TUBAN—Salah satu tujuan penerapan program revitalisasi pemasyarakatan yang dicanangkan Direktorat Jenderal Pemasyarakatan, sebagaimana dinyatakan Menteri Hukum dan HAM Yasonna H Laoly adalah berkembangnya lembaga pemasyarakatan menjadi pranata sosial yang mampu menyiapkan warga binaan mandiri dan tangguh. Di tingkat mikro, Lapas IIB Tuban, Jawa Timur, berupaya untuk kian mendekati kondisi ideal tersebut.
Cara menggapai tujuan itu dilakukan Lapas Tuban dengan membangun dan terus mengembangkan Wahana Asimilasi dan Edukasi (WAE) Merak Urak. Di lahan sekitar 1,5 hektare itu warga binaan pemasyarakatan (WBP) Lapas Tuban dibina dengan berbagai kecakapan, mulai dari budidaya hewan, pertanian hingga kemampuan di bidang pertukangan.
Menurut Kepala Lapas Tuban Sugeng Indrawan, WAE dibangun melalui kerja sama dengan Bagian-bagian Kesatuan Pemangkuan Hutan (BKPH) Merak Urak. Lahan yang digunakan merupakan milik Perhutani, yang dibudidayakan agar lebih bermanfaat bagi kehidupan.
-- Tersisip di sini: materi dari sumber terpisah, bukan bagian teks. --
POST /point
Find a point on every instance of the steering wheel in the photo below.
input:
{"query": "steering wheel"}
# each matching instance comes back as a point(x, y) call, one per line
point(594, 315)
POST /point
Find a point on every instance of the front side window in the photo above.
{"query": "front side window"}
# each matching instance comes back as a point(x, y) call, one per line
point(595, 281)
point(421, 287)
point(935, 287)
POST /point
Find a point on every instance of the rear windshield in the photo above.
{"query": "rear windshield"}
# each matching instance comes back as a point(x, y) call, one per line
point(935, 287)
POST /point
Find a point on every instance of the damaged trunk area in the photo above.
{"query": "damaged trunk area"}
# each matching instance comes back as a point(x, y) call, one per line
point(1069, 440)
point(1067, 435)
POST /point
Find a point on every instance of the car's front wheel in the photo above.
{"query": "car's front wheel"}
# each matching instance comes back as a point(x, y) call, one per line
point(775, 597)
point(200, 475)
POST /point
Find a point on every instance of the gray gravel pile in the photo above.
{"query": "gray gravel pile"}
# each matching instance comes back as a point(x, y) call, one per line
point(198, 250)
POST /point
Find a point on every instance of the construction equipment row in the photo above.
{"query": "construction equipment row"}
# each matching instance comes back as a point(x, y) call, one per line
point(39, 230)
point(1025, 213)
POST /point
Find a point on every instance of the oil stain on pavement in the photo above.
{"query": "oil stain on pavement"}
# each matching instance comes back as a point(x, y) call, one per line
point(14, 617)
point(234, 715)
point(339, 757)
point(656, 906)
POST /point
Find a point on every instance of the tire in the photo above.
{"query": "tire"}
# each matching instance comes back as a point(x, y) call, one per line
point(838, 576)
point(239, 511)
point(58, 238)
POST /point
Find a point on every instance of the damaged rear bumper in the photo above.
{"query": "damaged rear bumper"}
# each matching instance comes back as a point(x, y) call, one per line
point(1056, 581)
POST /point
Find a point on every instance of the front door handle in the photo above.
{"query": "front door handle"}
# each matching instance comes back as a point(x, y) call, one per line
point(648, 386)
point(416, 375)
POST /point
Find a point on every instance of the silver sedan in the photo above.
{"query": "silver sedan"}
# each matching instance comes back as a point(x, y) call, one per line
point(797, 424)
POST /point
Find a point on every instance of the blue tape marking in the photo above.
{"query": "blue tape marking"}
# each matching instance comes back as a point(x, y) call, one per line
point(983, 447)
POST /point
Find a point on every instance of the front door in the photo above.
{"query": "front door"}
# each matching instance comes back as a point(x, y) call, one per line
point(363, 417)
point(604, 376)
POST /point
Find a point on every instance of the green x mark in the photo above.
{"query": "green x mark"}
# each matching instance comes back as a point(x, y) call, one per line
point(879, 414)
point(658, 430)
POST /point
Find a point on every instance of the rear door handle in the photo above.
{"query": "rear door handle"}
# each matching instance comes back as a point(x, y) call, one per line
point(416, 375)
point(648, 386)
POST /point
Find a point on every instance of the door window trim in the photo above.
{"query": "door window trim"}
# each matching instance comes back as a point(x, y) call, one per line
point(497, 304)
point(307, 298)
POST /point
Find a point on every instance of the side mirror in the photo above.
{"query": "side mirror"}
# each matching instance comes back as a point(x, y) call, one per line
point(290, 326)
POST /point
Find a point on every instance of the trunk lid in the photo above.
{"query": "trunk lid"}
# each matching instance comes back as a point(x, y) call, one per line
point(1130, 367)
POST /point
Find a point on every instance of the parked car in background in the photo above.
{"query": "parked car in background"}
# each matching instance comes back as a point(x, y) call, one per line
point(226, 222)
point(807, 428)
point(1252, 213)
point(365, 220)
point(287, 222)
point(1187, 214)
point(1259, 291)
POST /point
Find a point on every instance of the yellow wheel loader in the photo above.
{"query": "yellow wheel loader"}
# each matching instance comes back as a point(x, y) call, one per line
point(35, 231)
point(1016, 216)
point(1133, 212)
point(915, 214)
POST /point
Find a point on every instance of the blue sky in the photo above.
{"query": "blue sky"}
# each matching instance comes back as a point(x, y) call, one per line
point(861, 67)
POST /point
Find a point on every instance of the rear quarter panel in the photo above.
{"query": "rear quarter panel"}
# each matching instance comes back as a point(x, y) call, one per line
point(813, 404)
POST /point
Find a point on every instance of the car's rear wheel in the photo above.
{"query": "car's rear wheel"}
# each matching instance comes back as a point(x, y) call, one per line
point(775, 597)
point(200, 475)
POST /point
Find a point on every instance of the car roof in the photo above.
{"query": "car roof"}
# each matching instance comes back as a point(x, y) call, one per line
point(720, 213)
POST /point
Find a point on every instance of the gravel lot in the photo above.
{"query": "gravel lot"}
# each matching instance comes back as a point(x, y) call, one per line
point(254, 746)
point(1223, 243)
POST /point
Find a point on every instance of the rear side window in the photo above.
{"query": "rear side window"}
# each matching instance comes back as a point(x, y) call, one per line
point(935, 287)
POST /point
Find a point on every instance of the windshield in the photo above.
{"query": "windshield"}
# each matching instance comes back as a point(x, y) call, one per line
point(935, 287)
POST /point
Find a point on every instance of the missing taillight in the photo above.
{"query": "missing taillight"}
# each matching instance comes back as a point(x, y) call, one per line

“Pada prinsipnya, lapas bukanlah tempat untuk membuat narapidana menderita. Justru dengan konsep revitalisasi pemasyarakatan Ditjenpas, lapas seharusnya menjadi tempat pembinaan untuk menjadikan warga binaan kian mandiri, tangguh dan lebih produktif,” kata Sugeng. Itulah yang mendasari niatnya membangun WAE sekitar 2018 lalu.
Saat ini di WAE Merak Urak telah dibudidayakan kelinci hias, ayam petelor, ikan lele, berbagai tanaman pertanian, hingga cacing tanah. Sugeng bercerita, budi daya ayam petelor mulai dilakukan Oktober 2018 lalu dengan awal 300 ekor. “Saat ini kami sudah membudidayakan 500 ekor ayam, dengan hasil telur per hari mencapai 22 kilogram,” kata Sugeng. Telur-telur itu dipasarkan kepada masyarakat setempat. Tak jarang pembeli juga datang sendiri untuk membeli telur dan ikan lele hasil budi daya warga binaan.
“Kami beli dengan harga umum saja,” kata Wahyudi, pengepul ikan lele untuk dijualnya lagi kepada para pedagang pecel lele di wilayah
Tuban. “Sekalian bantu-bantu sesama yang sedang dapat ujian menjalani hukuman di sini.”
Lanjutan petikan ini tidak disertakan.